Javier Mariño, de Torrente Ballester, que también hay que leerlo, juega con la camiseta azul y es cojonudamente fascista. La peripecia editorial de esta novela ya da para pensárselo: era cojonudamente fascista y fue prohibida en 1943. ¿No era lo suficientemente cojonudamente fascista o es que ser cojonudamente fascista no era suficiente para Franco? Veamos.

Javier Mariño, el personaje, es un gallego de 26 años que viaja a París por un par de meses para ver si se le olvida que es español, y que España intoxica. Es la España tóxica de 1936. Muy bien visto, Javier. A las dos semanas de andar de puterío parisino el país España entra en guerra consigo misma y de todo se entera Mariño por los periódicos, que son tan confusos y contradictorios y falaces como puede esperarse del oficio.  De luego, Javier se enzarza o enamora de una Magdalena comunista, tan comunista que parece sacada del 15M, pues en realidad es una pija burguesa con rentas mensuales y palacios esperando a que los habite.

“Puso en duda públicamente mi sinceridad revolucionaria, y cuando yo me defendía me avergonzó por la finura de mis manos.
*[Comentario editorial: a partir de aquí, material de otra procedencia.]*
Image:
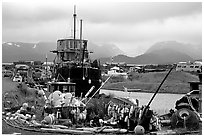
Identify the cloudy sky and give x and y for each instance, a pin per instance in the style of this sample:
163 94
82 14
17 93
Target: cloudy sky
132 26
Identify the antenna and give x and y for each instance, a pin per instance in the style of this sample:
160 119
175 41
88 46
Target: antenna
74 15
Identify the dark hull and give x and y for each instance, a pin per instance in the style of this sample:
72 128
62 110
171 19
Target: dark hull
76 75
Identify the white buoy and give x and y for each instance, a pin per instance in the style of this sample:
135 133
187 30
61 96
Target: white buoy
139 130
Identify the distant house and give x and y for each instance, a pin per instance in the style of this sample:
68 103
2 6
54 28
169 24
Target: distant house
188 66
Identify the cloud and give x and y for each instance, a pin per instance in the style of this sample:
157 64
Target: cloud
132 26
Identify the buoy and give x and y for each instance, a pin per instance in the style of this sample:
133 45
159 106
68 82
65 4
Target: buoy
139 130
50 119
25 105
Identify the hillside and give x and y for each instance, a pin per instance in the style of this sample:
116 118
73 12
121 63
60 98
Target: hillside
176 82
193 50
162 53
14 51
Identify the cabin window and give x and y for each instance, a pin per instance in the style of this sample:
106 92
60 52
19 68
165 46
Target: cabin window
71 44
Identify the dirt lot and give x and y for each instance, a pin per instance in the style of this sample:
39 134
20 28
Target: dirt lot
176 82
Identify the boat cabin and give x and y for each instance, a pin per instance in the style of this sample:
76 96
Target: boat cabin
71 50
64 87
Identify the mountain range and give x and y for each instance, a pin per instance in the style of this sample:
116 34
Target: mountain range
14 51
159 53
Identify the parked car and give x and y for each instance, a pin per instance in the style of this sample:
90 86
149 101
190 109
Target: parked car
7 73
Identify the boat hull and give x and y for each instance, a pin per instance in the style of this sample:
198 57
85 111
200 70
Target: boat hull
84 78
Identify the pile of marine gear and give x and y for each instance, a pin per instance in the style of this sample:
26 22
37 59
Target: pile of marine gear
64 113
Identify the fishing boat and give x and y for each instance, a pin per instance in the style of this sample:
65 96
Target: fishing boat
72 63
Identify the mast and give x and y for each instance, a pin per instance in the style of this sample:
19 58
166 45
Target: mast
74 15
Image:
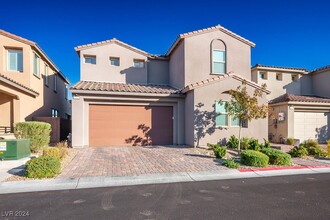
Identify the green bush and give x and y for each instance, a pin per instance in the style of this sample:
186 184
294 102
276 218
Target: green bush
43 167
298 151
233 142
231 164
277 157
290 141
52 152
37 132
254 144
254 158
245 143
219 151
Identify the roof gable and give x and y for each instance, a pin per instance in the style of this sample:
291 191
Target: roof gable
207 30
112 41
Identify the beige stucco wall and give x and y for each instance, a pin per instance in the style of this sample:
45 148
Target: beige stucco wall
27 106
208 95
321 83
102 71
80 113
198 63
177 67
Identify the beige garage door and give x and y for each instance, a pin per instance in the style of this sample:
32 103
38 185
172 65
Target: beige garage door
311 125
114 125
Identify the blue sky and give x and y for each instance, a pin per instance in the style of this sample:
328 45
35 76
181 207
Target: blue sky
287 33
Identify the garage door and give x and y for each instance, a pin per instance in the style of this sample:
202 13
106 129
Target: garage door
311 125
114 125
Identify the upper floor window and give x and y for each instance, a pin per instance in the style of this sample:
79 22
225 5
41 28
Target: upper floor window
55 82
279 76
90 59
46 75
294 77
221 118
263 75
138 63
15 60
114 61
36 65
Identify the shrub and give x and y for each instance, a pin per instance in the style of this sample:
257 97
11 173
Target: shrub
290 141
43 167
231 164
219 151
63 149
233 142
254 144
277 157
245 143
37 132
298 151
52 152
254 158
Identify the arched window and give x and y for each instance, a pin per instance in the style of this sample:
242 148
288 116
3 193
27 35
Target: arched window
218 57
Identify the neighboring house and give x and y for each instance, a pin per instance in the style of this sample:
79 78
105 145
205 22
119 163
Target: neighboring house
30 83
300 107
129 97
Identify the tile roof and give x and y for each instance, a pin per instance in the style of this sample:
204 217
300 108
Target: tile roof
219 78
279 67
320 69
17 84
210 29
299 98
122 87
113 40
37 47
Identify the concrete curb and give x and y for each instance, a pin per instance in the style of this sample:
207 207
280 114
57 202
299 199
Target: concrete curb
95 182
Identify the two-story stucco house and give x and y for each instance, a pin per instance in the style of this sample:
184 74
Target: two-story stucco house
30 83
127 96
299 102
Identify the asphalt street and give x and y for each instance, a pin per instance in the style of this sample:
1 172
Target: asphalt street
284 197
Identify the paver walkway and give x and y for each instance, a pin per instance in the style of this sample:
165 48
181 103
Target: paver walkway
127 161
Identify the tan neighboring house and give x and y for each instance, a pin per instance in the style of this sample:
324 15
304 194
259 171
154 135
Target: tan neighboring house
299 102
127 96
30 83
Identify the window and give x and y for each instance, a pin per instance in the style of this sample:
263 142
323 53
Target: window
138 63
219 61
90 59
36 67
15 60
55 82
221 118
55 113
114 61
294 77
46 75
279 76
263 75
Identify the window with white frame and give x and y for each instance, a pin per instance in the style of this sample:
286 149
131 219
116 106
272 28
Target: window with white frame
221 118
55 82
219 61
114 61
46 75
55 113
262 75
138 63
15 60
90 59
36 65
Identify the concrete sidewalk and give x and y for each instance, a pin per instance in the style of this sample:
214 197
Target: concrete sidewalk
94 182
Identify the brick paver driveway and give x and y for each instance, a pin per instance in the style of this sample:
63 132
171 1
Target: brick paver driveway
126 161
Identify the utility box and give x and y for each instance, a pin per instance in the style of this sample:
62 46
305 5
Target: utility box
14 149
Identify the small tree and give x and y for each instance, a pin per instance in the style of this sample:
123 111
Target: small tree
244 107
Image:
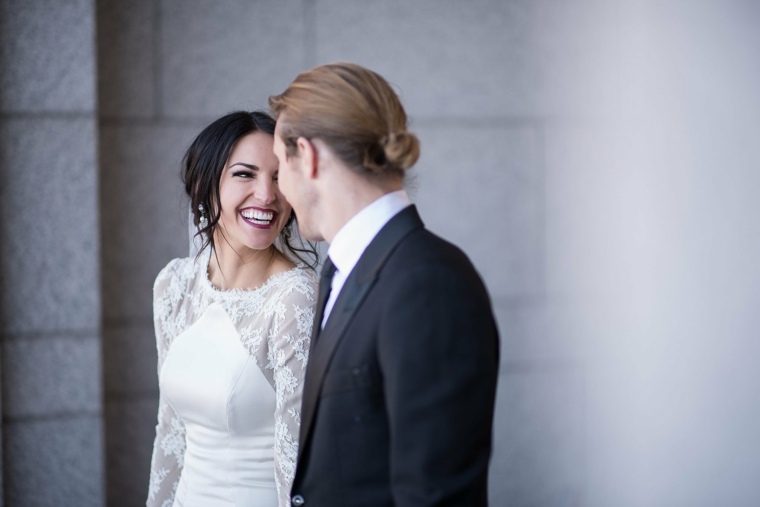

Ella exhibía las suyas, destrozadas en la fábrica, y no me valió decir que yo era estudiante, y no obrera.” (p.186)

La Magdalena contiende ideológicamente con Mariño, que se declara, ver ut supra, “fascista”, y oculta como puede su procedencia casi nobiliaria, pudor político que, a día de hoy, es avasalladoramente actual.

Su amor es imposible, sin embargo, no porque una comunista no se la pueda chupar a un fascista, sino porque ella, ay, no es virgen, y un español como Dios manda se desposa con doncellas sin desdoncellar.

“Pero estaba el honor. Magdalena no era virgen, y él era español.” (p276)

La prosa de Torrente es imponderable. De buena. De sobria. De española en plan bien.

Y la obra es imponderablemente jugosa y extrañamente joven, apenas arrugada por los reparos himénicos del protagonista y una que otra secuencia de alta burguesía tomando el té (aburrido último tercio del libro).